In tutti questi dipartimenti non si aprono orizzonti molto ampli per una donna. Molte non si rassegnano a diventare casalinghe di ambiti familiari guidati da imprenditori agricoli che eserciteranno su di esse un ferreo controllo. In campagna o nel commercio familiare non esiste altra occupazione per le ragazze che dare una mano nelle faccende domestiche di routine. A Managua, arrivano alla ricerca di alternative. E non bisogna scartare la strategia – capace di ottenere la venia dei loro genitori – di trovare un “buon partito” nella capitale. In qualsiasi caso, permettere che le ragazze viaggino e risiedano nella capitale, fuori dalla portata della tutela paterna, è già un segnale di cambiamento degno di attenzione.
La tesi di che esiste una maggiore propensione femminile a migrare dai dipartimenti verso la capitale non è nuova. Nello studio sulle migrazioni interne al Nicaragua, reso noto nell’Agosto del 1997 dal Fondo per la Popolazione delle Nazioni Unite, basato sul censimento del 1995, si scopre che il 47,7% degli immigranti di Managua ha 15-29 anni. Tale percentuale si divide in 30,7% di donne e 17% di maschi. Le giovani donne immigrate sono quasi il doppio dei ragazzi immigrati a Managua. Molte di queste sono arrivate nella capitale per lavorare nel settore dei servizi. Ora sappiamo che altri con presenza meno numerosa però non meno significativa, emigrano per motivi di studio.
Forse, queste strategie – ubicazione a Managua, accumulazione di capitale sociale – sono alcune delle strade attraverso le quali si potrà erodere la dominazione maschile. Le strutture dominanti sono iscritte nella pelle e tanto incrostate nelle ossa che il suo improvviso smantellamento è solo possibile al prezzo di fare collassare una moltitudine di maniere di vivere: relazioni affettive e lavorative, attitudini di fronte al pericolo, inclinazione a negoziare anziché a imporsi, etc.. Per questo, alcune delle strategie di liberazione si inseriscono nel tessuto della dominazione e cercano di inserirsi nelle condizioni esistenti.
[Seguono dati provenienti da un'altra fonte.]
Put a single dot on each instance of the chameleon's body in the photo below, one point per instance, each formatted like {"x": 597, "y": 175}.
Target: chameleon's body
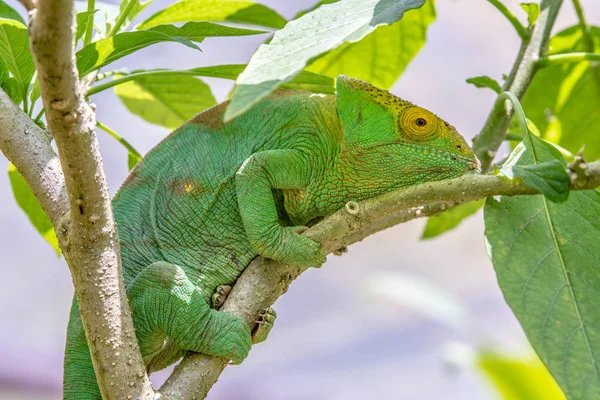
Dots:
{"x": 210, "y": 197}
Il sistema patriarcaleSe le donne si sono costruite un loro mondo essendo più accoglienti, attente ai dettagli e ospitali, mentre gli uomini si presentano come competitivi e aggressivi cacciatori, il miglior modo di aprirsi ai nuovi mondi possibili non consiste nel fare scoppiare il mondo già esistente a forza di puro volontarismo verbale che denuncia ciò che in definitiva riproduce. Il sociologo Pierre Bourdieu ha avvertito giustamente come «questi dualismi, profondamente radicati nelle strutture e nei corpi, non sono nate da un mero effetto di dominazione verbale e non possono essere aboliti per magia; i sessi non sono meri “ruoli” che possono essere interpretati a richiesta (alla maniera delle “drag queens”) in quanto sono iscritti nei corpi ed in un universo da cui prendono la loro forza». Occorre studiare questo universo, le sue facce e le sue maschere, per non conformarsi con una ribellione di parole e gesti, di teoria e ideologia, che solo va a beneficio del sistema patriarcale. E per aspirare a qualcosa di più profondo che veramente gli torca il braccio, senza violenza e con incanto.